Actually, since the dictionaries we made for vertices or edges are like: {0:"a", "1": "b", ... }, of which the key will always be indices, we can just do a list. So we have self.vertex_attr = ['genJ0', 'gneJ1', ...], and self.edge_attr = [('gneE0', 23.42), ('gneE1', 22.60)] (each element a tuple if edgeId and length).

LovelyBuggies commented 2 years ago

And generally, could you please move the logic of converting raw_variables to variables to fmp_uitls.py using the helper function?
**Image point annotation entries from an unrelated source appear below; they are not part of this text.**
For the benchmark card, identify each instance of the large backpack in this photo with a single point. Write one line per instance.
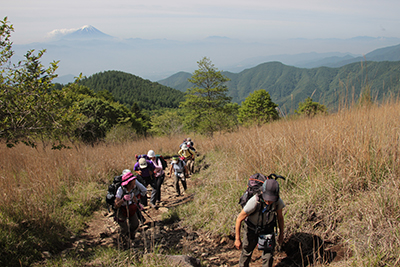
(254, 186)
(112, 191)
(163, 161)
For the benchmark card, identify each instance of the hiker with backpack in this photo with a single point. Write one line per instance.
(260, 214)
(159, 173)
(145, 169)
(180, 170)
(127, 205)
(188, 156)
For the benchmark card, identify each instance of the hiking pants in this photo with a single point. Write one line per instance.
(153, 183)
(159, 182)
(176, 183)
(250, 240)
(190, 165)
(123, 223)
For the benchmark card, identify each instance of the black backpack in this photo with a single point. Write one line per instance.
(163, 161)
(112, 191)
(254, 186)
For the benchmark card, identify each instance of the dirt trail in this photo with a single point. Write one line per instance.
(213, 251)
(171, 236)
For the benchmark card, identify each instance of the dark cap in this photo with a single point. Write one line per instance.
(270, 190)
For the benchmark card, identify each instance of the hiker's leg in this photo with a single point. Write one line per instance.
(141, 180)
(190, 166)
(123, 224)
(183, 180)
(153, 185)
(250, 240)
(134, 224)
(267, 259)
(176, 183)
(160, 181)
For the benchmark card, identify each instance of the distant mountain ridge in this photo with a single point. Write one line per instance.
(290, 85)
(87, 32)
(89, 51)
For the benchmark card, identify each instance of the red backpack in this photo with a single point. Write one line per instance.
(254, 186)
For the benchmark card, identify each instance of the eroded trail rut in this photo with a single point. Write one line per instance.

We don't expect they appear in fmpenv init, because it should be as succinct as possible for the algorithm team's convenience.

(
                raw_vertices,  # [id (str), x_coord (float), y_coord (float)]
                raw_charging_stations, # [id, (x_coord, y_coord), edge_id, charging speed]
                raw_electric_vehicles, # [id (str), maximum speed (float), maximumBatteryCapacity (float)]
                raw_edges,  # [id (str), from_vertex_id (str), to_vertex_id (str)]
                raw_departures,  # [vehicle_id, starting_edge_id]
                raw_demand,  # [junction_id, dest_vertex_id]
            ) = sumo_gym.utils.xml_utils.decode_xml_fmp(
                net_xml_file_path, demand_xml_file_path,
                additional_xml_file_path
            )
# A convert function here
self.vertices, self.demand, self.edges, self.electric_vehicles, self.departures, self.charging_stations = convert_raw(raw_vertices, raw_charging_stations, raw_electric_vehicles, raw_edges,  raw_departures,  raw_demand).